Rivera had been a paraplegic since he was injured in a car accident on the way home after Steelers practice on Oct. 20, 1983. Rivera was legally intoxicated when he crossed the center line on the road and collided with another car. The other driver wasn’t seriously injured but Rivera, then 22, never walked again. He wasn’t wearing a seatbelt and was thrown from his vehicle on impact.

A defensive lineman, Rivera was selected by Pittsburgh in the first round of the 1983 NFL draft and was expected to follow Joe Greene as the cornerstone of another great Steelers defense. Iconic Steelers owner Art Rooney Sr. often attended morning Mass with Rivera’s mother while Rivera lay in Allegheny General Hospital in Pittsburgh after the accident.

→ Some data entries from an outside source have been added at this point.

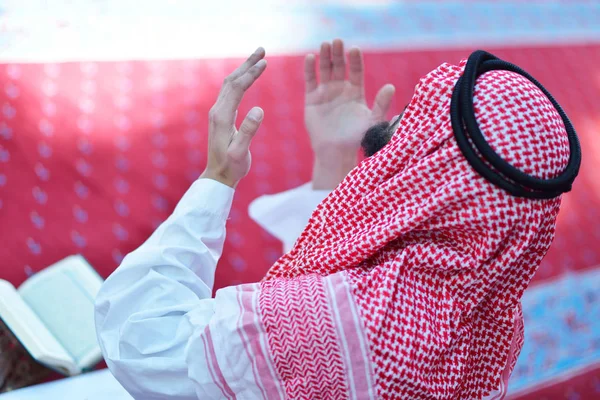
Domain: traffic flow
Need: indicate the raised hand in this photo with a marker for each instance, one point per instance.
(336, 113)
(229, 149)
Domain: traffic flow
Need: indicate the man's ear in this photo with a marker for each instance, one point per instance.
(376, 138)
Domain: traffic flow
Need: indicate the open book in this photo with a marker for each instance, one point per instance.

A 1979 Jefferson graduate, Rivera was enshrined in the San Antonio ISD Athletic Hall of Fame in 2016. He earned All-America honors as a defensive lineman at Texas Tech in 1982, his senior season. Nicknamed "Señor Sack" in college, Rivera became legendary for his relentless pass-rushing ability.

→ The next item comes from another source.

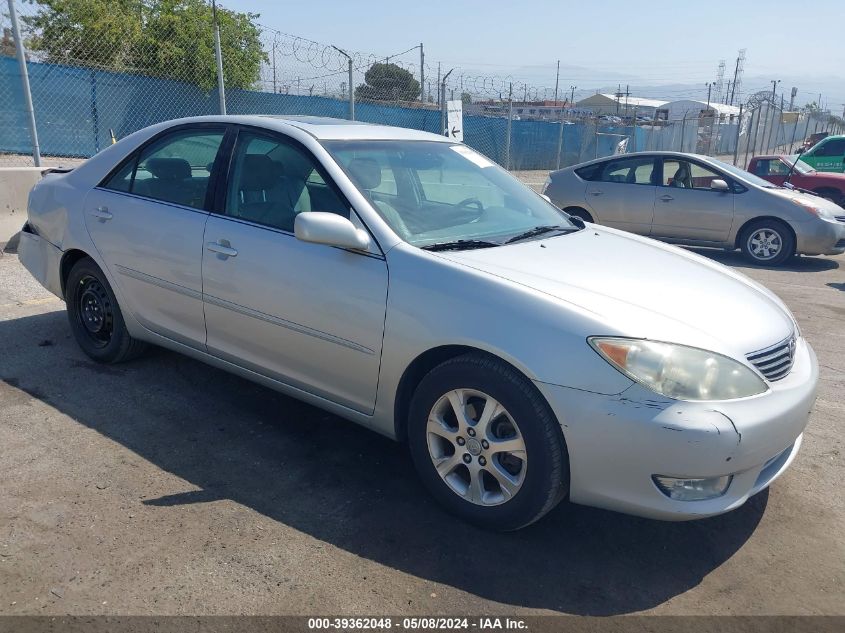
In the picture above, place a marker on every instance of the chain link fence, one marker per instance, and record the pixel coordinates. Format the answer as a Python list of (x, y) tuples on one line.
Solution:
[(88, 91)]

Rivera was inducted into the College Football Hall of Fame in 2012 and is also in the Texas Tech Sports Hall of Fame and San Antonio Sports Hall of Fame. His name was added to Tech's Ring of Honor at Jones AT&T Stadium in Lubbock in 2014. Rivera was named Southwest Conference Defensive Player of the Year in his senior season and made the SWC All-Decade team for the 1980s.

Rivera was lauded for his volunteer work as a tutor with the Inner City Development Center, a nonprofit, community-based organization that serves one of the poorest areas in San Antonio.

"When I first got injured, I had hope that I would walk again," Rivera said in a 2014 interview. "I still have hope, but now I just live my life and keep going. If it happens, it happens. I enjoy life. Do the best with the life you have."

Nancy and Gabriel Rivera were married for 18 years.

“Gabriel always has appreciated the support he’s gotten from people in San Antonio and beyond,” Nancy Rivera said. “He loves San Antonio and he loves the people. He’s felt their love through the years.”

Rivera was one of five SAISD graduates who has earned consensus All-America football honors. Plaques honoring the five players are on permanent display on a wall inside the west entrance of Alamo Stadium. Rivera spoke about the recognition a few days before the plaques were unveiled in September 2014.

"It's very special," he said. "When I was a youngster, I knew Alamo Stadium was the place to go play. I always thought of Alamo Stadium as the Rockpile, and now I'm going to be part of it forever when my plaque is put up there with the others. Fans and kids will come out here and see it. It's a tremendous, awesome feeling.

Big and fast for his size, Rivera was a San Antonio legend before he set foot on the Texas Tech campus. He played tight end and linebacker on the Jefferson football team, and also was a standout on the basketball and track squads.

Rivera was 6-foot-2 and 293 pounds as a rookie with the Steelers. He already had broken into the starting lineup when his career ended midway through his rookie season.

Rivera remained an ardent Texas Tech and Steelers fan through the years.